A common programming style in Python application to numerics is vectorized computations using numpy tensors.
This allows avoiding loops, when some operation has to be repeated a large number of times, with improvements in clarity, flexibility, and speed. 

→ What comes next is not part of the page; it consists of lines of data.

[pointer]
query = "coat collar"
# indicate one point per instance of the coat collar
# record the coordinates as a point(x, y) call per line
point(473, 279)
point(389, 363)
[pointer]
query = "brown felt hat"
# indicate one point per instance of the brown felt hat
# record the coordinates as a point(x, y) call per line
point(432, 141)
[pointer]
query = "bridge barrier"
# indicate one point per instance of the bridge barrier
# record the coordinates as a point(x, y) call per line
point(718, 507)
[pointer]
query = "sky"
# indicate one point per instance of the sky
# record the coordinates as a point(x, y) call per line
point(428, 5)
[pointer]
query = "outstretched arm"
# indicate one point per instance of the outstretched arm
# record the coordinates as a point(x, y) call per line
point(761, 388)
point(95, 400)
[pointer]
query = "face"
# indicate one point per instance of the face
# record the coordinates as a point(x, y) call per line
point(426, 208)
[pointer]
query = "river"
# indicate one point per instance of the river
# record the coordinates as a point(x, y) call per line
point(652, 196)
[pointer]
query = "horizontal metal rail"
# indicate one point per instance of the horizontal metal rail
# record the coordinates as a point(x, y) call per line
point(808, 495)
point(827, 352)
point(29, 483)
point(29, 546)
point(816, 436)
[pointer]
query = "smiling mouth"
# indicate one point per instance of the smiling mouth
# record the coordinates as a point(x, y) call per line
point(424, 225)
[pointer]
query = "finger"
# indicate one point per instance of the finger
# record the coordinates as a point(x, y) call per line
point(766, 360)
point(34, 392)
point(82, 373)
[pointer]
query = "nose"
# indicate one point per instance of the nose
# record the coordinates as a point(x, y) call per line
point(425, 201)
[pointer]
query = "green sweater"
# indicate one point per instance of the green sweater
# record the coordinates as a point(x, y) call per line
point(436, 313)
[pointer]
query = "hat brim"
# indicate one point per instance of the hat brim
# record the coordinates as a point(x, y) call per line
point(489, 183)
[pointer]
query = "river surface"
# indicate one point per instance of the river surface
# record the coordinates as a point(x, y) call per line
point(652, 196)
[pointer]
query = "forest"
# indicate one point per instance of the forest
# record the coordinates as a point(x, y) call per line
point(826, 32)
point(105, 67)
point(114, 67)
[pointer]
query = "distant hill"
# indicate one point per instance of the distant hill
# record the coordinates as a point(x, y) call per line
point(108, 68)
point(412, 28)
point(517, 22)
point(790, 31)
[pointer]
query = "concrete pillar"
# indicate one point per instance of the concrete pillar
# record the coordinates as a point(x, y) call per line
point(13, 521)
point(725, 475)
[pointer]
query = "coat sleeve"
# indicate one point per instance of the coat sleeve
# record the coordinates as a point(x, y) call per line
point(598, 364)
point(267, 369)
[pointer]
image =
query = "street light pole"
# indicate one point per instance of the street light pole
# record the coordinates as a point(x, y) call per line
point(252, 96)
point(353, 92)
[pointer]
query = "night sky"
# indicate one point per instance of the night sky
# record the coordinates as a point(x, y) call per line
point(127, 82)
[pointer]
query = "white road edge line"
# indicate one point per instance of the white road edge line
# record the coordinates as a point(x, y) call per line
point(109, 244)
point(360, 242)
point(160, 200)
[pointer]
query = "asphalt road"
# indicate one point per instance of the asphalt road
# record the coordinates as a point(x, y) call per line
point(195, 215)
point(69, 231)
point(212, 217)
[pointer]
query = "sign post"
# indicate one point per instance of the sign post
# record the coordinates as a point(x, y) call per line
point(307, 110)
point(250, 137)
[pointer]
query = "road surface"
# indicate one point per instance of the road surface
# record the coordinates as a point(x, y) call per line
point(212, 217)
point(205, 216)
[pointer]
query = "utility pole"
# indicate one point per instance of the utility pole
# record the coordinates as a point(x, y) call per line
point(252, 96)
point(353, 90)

As an example, we compute $H(q_0,p_0)$, $H(q_1,p_1)$, $H(q_2,p_2)$, where $q_0,q_1,q_2$ and $p_0,p_1,p_2$ are different positions and impulsions. We also differentiate these values w.r.t. the impulsion.

In [191]:
q0 = np.array([0.,1.]); q1 = np.array([1.,1.]); q2 = np.array([-2.,1.]); 
p0 = np.array([1.,1.]); p1 = np.array([1.,0.]); p2 = np.array([-1.,-1.]); 

In [192]:
Hamiltonian(q0,p0), Hamiltonian(q1,p1), Hamiltonian(q2,p2) 

(1.0, 0.5, 1.0)

In [199]:
Ham_seq = [Hamiltonian(q,ad.Dense.identity(constant=p)) for (q,p) in ((q0,p0), (q1,p1), (q2,p2))]
Ham_seq

[denseAD(array(1.),array([1., 1.])),
 denseAD(array(0.5),array([1., 0.])),
 denseAD(array(1.),array([-1., -1.]))]

The vectorized form of these computations is as follows.

In [194]:
q_vec = np.stack( (q0,q1,q2),axis=1)
p_vec = np.stack( (p0,p1,p2),axis=1)

In [178]:
Hamiltonian(q_vec,p_vec)

array([1. , 0.5, 1. ])

In [195]:
p_vec_ad = ad.Dense.identity(constant=p_vec)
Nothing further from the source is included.